The local producer of the concert, which was set to take place in Oviedo this fall, received an official notice from the municipality saying the event's cancellation was the result of a political decision not to hold Israeli activity in the city.
Oviedo also cancelled an Israeli ballet performance.
The Oviedo municipality used to be very friendly towards Israel, but over the past three years it has been governed by a left-wing coalition, which includes extreme left partners. Now, the Israeli Embassy in Madrid reports a lack of cooperation from the city.
This time, however, the Israeli Embassy wasn't involved in the planning or funding of the orchestra concert.
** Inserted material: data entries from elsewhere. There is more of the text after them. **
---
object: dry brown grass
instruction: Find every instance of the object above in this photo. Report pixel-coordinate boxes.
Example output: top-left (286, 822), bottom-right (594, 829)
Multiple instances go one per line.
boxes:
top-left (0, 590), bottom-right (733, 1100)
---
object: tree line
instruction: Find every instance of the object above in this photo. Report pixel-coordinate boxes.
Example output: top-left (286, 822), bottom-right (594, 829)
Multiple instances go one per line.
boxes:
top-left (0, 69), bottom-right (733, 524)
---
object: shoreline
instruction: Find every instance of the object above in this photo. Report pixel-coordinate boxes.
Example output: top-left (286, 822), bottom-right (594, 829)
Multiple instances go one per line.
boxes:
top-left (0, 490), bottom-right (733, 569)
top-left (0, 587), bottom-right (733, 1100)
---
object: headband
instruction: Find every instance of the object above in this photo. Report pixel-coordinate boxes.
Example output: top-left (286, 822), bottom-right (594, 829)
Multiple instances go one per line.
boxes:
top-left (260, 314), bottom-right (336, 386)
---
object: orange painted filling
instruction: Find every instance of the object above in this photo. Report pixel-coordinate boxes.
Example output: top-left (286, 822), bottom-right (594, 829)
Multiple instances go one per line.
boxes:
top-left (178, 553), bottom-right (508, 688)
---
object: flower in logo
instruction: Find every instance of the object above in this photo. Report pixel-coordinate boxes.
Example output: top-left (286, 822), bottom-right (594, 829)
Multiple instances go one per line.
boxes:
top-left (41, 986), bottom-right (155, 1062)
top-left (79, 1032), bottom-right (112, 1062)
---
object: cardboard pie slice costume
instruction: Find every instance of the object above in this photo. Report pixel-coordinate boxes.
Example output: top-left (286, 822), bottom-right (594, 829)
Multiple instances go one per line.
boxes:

This incident is part of a broader trend that the Israeli Embassy has been witnessing in Spain in different aspects—municipal, cultural and academic—which is gaining momentum in light of recent events in Gaza and political changes in the country: the dismissal of Prime Minister Mariano Rajoy by a vote of no confidence and the appointment of a new leader, Prime Minister Pedro Sánchez, from the Spanish Socialist Workers' Party (SWP).
The socialists, in order to survive, have to keep the support of their coalition partners—the radical left-wing Podemos party, which has been at the forefront of all Israeli boycott initiatives in municipalities all across Spain and is demanding a tough line against Israel from the government.
The municipality of Valencia, also governed by a left-wing coalition made up of the Podemos party and the SWP, has approved at the beginning of the month a decision to declare itself as a place “clean from the Israeli apartheid,” which will boycott Israel both culturally and economically.
During the vote, 17 out 33 municipality members supported the decision, while 16 opposed. The official proposal expressed solidarity and complete support for the Palestinians while vehemently criticized Israel.
The Israeli Embassy has held talks with the SWP representatives to scrap the move but the talks collapsed. The deputy mayor told the embassy’s representatives that the images coming out of Gaza have swayed the public opinion against Israel.
Eventually, following great pressure from the radical left, the proposal was passed by a small margin of one voice. The municipality’s decision is very concerning for Israel, especially Israeli firms that operate in the city, although so far the decision has no practical meaning.
Sources in the embassy warn that soon other municipalities might follow suit.
The previous Spanish government has taken measures against the phenomenon, but over the past few years, dozens of Spanish cities adopted policies boycotting Israel amid pressure from the Boycott, Divestment and Sanctions movement (BDS).
However, following the actions of pro-Israeli organizations, including court petitions or threats of lawsuits, the decisions have been reverted in 24 cities.
Pablo Iglesias Turrión, the leader of Podemos—the third largest Spanish party—told a TV station that Israel is a criminal state, “Spain needs to act more decisively against an illegal state like Israel...Our party defines the existence of Israel as illegitimate,” Turrión asserted.
One pro-Israeli group in Spain said that Turrión’s sentiments are anti-Semitic since his party does not call any other state besides Israel as “illegal.” The organization announced they have filed a lawsuit against the municipality of Valencia.
The Spanish courts, including the Supreme Court, have dismissed 16 anti-Israeli boycott decisions that were passed at a municipal level. Additional seven municipalities have reversed the decision voluntarily.